I kept staring at this moment immortalised in a way that seemed to rival Bernini’s Pietà, in this vast space, otherwise filled with memories so artistically represented that I almost felt proud to imagine such wonders. After many… many timeless minutes, I shifted my gaze away from that weighty statue group and let it drift over the others: moments from kindergarten, from school, from the mountains, all visions from my earliest childhood. Behind me, if I had turned back towards the exit, I would probably have seen reminiscent memories even from my mother’s womb, even from before I was born. But it wasn’t the time to look there. I wanted to move forward towards the still unformed mist that lay ahead of me, seemingly waiting for me to give it shape and meaning, and perhaps even a purpose in this vast yet deeply personal world.

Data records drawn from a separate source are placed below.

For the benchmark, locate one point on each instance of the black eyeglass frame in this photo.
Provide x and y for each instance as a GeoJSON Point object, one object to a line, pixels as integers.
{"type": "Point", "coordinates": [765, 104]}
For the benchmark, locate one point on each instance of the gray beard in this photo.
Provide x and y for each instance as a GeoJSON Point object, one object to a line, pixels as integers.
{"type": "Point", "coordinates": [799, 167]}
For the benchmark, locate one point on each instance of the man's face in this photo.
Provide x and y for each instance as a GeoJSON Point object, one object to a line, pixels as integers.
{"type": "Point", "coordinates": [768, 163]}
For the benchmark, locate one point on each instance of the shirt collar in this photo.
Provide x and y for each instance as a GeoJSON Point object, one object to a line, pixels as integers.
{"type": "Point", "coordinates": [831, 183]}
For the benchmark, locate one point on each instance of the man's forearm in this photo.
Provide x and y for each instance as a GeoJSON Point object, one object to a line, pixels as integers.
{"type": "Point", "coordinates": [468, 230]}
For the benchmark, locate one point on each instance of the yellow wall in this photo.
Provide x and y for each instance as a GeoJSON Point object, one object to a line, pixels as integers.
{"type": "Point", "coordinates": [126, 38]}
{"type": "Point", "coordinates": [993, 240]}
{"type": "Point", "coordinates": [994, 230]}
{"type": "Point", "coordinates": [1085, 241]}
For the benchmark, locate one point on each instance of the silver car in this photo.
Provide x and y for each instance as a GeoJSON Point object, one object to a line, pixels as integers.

A true magic show was happening with every step. It was as if memories were exploding, splintering the walls with their sharp shards, leaving their relentless marks on the pulsating glass expanses, growing into sweet or sad moments, but invariably dear. I didn’t stop for a long time, only briefly amused by the spectacle, occasionally turning my head, curious about what statues would appear next above, in the high vault, what moments remained trapped in my memory, even unknown to me. As I walked, the memories diversified, becoming increasingly intense and perhaps even more bizarre because of it. My earliest moments with myself, moments with other girls, with boys, sweet moments, or moments that made me blush. It’s strange to see yourself so vividly, every part of you magnified several times and displayed in all its dimensions above your head, as if groaning with a pleasure infinitely greater than it probably was in reality.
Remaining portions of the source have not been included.